Lost In The Wilderness...


The State Department is a huge labyrinth of offices. All of the hallways are stark white and look disconcertingly similar. I spent a half hour every morning for a week meandering around until I located my office. This annoyance aside, everyone in my department was friendly and helpful. I enthusiastically got to work researching and writing fact sheets about our many projects concerning economic reform in the former Soviet Union. When I was on the phone with my boyfriend, I blathered endlessly about how great everything was there. "Oh my god Jeff," I gushed, "the Caesar Salad at the State Department cafeteria is the shit!"

Apart from the internship, I was enlisted in a study program (which was in no way associated with any government institution) run by a coalition of conservative Protestants. They offered classes in foreign and domestic policy with an emphasis on social justice. The premise sounded reasonable enough. I shared a one-bedroom apartment with three other girls from the program. Hopes of a close friendship with my roommates were quickly dashed when two of them recorded our apartment answering machine message as, "Hello, you have reached the home of the last two American virgins..."

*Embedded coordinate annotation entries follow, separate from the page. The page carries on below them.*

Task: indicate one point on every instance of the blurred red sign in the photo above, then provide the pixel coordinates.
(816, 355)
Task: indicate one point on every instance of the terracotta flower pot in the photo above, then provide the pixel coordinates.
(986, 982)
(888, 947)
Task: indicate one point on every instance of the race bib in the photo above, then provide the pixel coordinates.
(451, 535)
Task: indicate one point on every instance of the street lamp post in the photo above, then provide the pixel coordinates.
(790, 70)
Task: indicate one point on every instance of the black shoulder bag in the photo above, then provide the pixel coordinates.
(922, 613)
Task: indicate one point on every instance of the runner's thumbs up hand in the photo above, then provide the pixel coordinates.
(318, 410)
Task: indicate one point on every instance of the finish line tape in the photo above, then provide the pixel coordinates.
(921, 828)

In the foreign policy class, Cyndi (the instructor) directed us to write a paper regarding a relevant foreign policy issue. "I want biblical analysis in this essay, people!" she barked emphatically. This essay would be a cakewalk, I thought. All the research I had done at work would come in handy. It was certainly relevant. In fact, my boss had already commented on what a great job I had done writing the fact sheets. I focused on the plight of Kazakhstan, including much of the verbiage from my research. But I still had to incorporate some biblical principles analysis. But there were so many to choose from! I took out my bible and decided that any page I opened at random must surely have something of value...which turned out to be the book of Leviticus. Ah, the Jubilee principle! Essentially my "analysis" was: like the Israelites, Kazakhstan had been going through the wilderness (by not being a democracy). However, if they embraced the biblical principle of Jubilee, that is, social renewal and a turn towards Christianity, they should move successfully towards democratization. I hoped Cyndi wouldn't take my biblical analysis too seriously. The nation of Kazakhstan was 44% Muslim and 43% Russian-Orthodox. What were the chances of the entire nation of Kazakhstan embracing evangelical Christianity in my lifetime?

I turned my essay in. A few days later, my essay was returned with a less then ideal grade. By the jubilee section, Cyndi had scribbled "Excellent!". In the section where I discussed political and economic reform she had written, "Not enough biblical analysis."

"How did you do?" asked my friend Deanna. She was one of the few people I bonded with there.

"Not that great," I said disconsolately. "If my boss at USAID read this, she'd laugh her ass off."

I was angry. Yet the irony of the situation was almost laughable. Superficial judgments couched in religious jargon merited praise whereas serious analysis seemed to be glossed over. Yet Cyndi kept insisting we write our essays as if we were a think tank someone took seriously. As much as I loved my internship and Washington D.C. itself, I began to harbor a growing sense of resentment.